例如,对于序列 {0.00001, 0.000015, 0.00002, 0.000025} 我想使用科学记数法 {'1.0e-05','1.5e-05','2.0e-05','2.5 e-05'}。 对于序列 {0,8,16,24,32} 我想将其显示为十进制表示法。 我也不想要不必要的尾随零,如 0.001000 或 1.500e-05,但在上面的科学记数法示例中,当其他数字需要使用更多小数位时,我想要一个尾随零。例如“1.00e-05”和“1.05e-05”。
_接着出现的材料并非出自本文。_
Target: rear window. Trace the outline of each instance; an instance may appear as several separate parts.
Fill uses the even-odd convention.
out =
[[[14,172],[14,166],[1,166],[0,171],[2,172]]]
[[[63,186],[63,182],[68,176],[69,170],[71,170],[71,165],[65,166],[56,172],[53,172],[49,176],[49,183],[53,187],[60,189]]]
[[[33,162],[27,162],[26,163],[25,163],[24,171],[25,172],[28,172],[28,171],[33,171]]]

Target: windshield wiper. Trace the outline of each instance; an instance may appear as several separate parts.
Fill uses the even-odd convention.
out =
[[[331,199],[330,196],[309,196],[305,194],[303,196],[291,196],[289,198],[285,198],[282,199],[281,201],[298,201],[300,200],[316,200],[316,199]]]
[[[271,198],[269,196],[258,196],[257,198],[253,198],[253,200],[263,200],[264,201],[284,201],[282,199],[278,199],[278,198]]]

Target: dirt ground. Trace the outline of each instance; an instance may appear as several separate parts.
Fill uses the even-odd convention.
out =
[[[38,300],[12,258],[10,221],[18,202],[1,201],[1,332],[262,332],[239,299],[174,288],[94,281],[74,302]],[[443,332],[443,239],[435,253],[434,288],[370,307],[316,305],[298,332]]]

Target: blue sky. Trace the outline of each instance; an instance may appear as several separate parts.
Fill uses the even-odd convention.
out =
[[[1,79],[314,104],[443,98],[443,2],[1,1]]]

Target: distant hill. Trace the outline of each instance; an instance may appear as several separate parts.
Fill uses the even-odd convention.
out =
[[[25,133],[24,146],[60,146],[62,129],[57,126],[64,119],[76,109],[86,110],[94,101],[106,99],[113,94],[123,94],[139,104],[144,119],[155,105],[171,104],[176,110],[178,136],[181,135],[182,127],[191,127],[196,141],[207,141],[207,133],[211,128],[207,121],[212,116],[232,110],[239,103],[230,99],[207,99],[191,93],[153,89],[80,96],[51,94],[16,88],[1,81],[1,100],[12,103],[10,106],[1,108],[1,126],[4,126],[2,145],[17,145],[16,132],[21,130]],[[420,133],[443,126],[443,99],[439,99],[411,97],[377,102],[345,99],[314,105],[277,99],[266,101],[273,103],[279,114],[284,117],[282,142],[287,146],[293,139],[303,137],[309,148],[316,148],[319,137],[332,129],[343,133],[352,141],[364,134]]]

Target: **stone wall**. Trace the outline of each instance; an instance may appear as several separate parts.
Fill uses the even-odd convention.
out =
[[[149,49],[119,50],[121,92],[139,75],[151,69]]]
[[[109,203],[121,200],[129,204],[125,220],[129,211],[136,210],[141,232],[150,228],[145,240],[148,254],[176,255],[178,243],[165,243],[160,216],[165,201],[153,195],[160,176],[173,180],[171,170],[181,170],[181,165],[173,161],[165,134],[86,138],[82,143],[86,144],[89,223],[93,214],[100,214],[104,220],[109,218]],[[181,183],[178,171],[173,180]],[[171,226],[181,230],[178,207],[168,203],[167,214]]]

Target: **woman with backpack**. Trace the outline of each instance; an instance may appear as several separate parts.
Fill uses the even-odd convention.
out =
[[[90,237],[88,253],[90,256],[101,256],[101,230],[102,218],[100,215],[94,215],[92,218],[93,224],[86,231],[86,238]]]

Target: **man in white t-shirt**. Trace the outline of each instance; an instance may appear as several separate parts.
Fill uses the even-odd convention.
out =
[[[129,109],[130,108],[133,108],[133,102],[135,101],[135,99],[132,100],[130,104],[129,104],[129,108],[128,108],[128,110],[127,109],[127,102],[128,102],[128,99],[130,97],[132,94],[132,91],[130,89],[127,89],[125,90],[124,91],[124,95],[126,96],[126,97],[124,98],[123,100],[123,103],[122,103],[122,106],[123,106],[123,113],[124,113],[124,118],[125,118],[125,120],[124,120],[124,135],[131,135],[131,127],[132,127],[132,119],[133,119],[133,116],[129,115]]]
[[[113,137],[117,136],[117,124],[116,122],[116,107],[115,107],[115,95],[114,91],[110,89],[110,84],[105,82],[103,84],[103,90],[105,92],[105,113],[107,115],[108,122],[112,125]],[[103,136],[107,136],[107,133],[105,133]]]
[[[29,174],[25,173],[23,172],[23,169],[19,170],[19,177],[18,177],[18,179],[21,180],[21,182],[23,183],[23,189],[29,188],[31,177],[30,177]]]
但是等等,还有更多,例如 {20.0000001, 20.0000002, 20.0000003} 有趣的部分当然是每个值的 0.0000001 的非常小的偏差,但 20 仍然很重要,像 '20+1.0e-07' 这样的东西可能是可取的因为计算零是乏味的。 在标签中混合科学和小数也不受欢迎,例如{8000, 9000, 1.0e04, 1.1e04} 不好。
我们的目标是有一个一致的标签,让人们区分值并且可以很好地阅读,以便非常小或非常大的值以科学记数法表示,以节省显示 space。
因此,用于序列的表示不取决于单个值本身,而是必须考虑整个序列。 是否有可用的软件包或一些研究论文与此有关?
我尝试自己实现一些东西,但这不是很好,有时它会为不同的数字输出相同的字符串,例如{86.0001、86.00015、86.0002、86.00025} 的“86.0001”、“86.0001”、“86.0002”、“86.0002”。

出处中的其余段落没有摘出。